As the setting moves from America to England, Paris, Florence, and Rome, James develops his themes, and as Isabel's life becomes more complex, her increasingly difficult and emotionally affecting choices about her life make her increasingly fascinating to the reader. James's trenchant observations about the relationship between individuals and society and about the effects of one's setting on one's behavior are enhanced by the elegance and density of his prose, making this a novel one must read slowly--and savor. Mary Whipple


2 out of 5 stars Just say no   October 13, 2003
 6 out of 32 found this review helpful

I can only assume the fame of Henry James results from a dearth of candidates for '19thC American novelist'. This is a deadly boring book; worse, it is pointless. There is no message. Just the surface of the lives of idle rich upper-middle-class Yanks.
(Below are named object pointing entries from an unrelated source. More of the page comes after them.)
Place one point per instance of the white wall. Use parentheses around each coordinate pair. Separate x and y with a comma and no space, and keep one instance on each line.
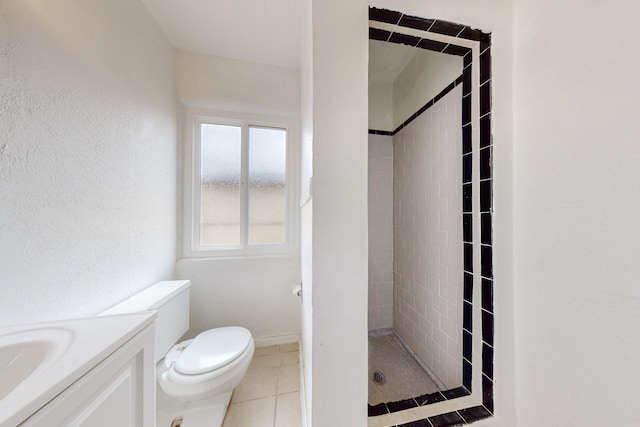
(380,231)
(339,227)
(427,237)
(381,105)
(576,212)
(494,16)
(306,214)
(87,156)
(251,292)
(225,84)
(424,76)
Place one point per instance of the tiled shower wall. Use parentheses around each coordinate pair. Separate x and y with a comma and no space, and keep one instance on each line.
(427,247)
(380,231)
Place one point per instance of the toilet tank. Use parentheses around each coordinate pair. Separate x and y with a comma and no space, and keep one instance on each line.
(171,300)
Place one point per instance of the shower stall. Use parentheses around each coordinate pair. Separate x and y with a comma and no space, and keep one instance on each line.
(416,258)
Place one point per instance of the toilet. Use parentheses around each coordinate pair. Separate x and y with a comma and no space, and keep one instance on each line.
(196,377)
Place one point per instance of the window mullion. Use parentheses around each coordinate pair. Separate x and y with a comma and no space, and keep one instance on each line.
(244,211)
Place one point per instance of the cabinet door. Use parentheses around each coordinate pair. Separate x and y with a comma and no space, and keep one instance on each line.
(120,391)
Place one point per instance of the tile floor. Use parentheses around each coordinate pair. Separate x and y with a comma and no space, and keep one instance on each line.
(405,378)
(269,394)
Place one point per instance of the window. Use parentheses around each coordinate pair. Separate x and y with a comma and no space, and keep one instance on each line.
(239,187)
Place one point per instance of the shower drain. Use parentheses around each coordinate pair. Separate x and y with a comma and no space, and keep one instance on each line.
(379,378)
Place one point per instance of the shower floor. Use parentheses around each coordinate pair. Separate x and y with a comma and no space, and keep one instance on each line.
(405,378)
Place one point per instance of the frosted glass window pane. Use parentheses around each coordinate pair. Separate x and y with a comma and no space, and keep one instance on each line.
(267,185)
(220,185)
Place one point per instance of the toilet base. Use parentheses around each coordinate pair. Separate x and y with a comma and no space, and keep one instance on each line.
(200,413)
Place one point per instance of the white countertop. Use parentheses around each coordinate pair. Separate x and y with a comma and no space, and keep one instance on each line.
(73,347)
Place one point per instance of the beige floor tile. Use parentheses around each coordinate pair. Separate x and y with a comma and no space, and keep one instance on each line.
(288,379)
(284,348)
(272,360)
(253,413)
(257,383)
(290,358)
(288,412)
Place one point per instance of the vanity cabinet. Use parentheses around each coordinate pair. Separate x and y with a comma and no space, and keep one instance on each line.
(118,391)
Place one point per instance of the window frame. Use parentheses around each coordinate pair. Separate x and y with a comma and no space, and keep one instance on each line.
(191,185)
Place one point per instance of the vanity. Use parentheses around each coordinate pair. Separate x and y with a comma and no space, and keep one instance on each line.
(95,372)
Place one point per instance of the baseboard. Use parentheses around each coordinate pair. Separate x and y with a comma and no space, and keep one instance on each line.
(276,340)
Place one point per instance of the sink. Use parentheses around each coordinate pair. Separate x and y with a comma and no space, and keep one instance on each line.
(39,361)
(24,353)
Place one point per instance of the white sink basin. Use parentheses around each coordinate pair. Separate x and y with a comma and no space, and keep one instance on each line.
(24,353)
(39,361)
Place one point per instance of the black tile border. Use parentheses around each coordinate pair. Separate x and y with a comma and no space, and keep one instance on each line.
(422,109)
(467,415)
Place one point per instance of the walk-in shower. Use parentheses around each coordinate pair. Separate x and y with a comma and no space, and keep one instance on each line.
(429,188)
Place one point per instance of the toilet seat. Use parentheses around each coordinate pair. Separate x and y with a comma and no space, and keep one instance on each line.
(209,351)
(222,366)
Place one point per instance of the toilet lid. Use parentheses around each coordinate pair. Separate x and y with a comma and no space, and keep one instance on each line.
(212,350)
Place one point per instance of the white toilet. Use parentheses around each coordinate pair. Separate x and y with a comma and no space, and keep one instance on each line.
(197,376)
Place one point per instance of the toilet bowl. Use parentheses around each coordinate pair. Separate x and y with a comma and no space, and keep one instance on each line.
(196,377)
(208,366)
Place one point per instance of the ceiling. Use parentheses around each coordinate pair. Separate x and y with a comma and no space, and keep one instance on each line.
(387,60)
(264,31)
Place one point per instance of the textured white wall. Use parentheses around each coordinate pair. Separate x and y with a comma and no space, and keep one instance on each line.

Even though it isn't technically bad, or badly written exactly, there's no point spending many hours reading it. The characters are supposed to be showing great depths of emotion but they are so dry: it is not possible to believe in Isabel Archer as a woman.


4 out of 5 stars New World womanhood suppressed but triumphant   April 1, 2003
 3 out of 5 found this review helpful

Isobel Archer, the cream of American womanhood, makes an unhappy marriage and lives in a fascinating but decadent Italy. Her New World classlessness belies her ease and familiarity among English aristocracy. Isobel's willingness to endure her living despair at her domestic and Europe-bound constraints results from her personal moral values which her North American Puritan background has given her.

Being British myself, I took 'The Portrait of a Lady' more seriously at first than when I reflected hard upon the declining Henry James's own succumbing to Old Europe's temptations by becoming a British subject in 1915, shortly before his death. But its sheer power as a novel stands. A must for Donald Rumsfeld's retirement reading.


5 out of 5 stars A masterpiece of world litterature   October 9, 2002
 6 out of 7 found this review helpful

What makes this book a masterpiece is the incredible art of creating characters. The complexity, the nuances and the strength of the characters created can only be compared with stendhal or flauber. James also succeeds in portraying british and american society in the beginning of the century forming a comparison still quite relevant. The language is brilliant and the story beautiful. A must-read.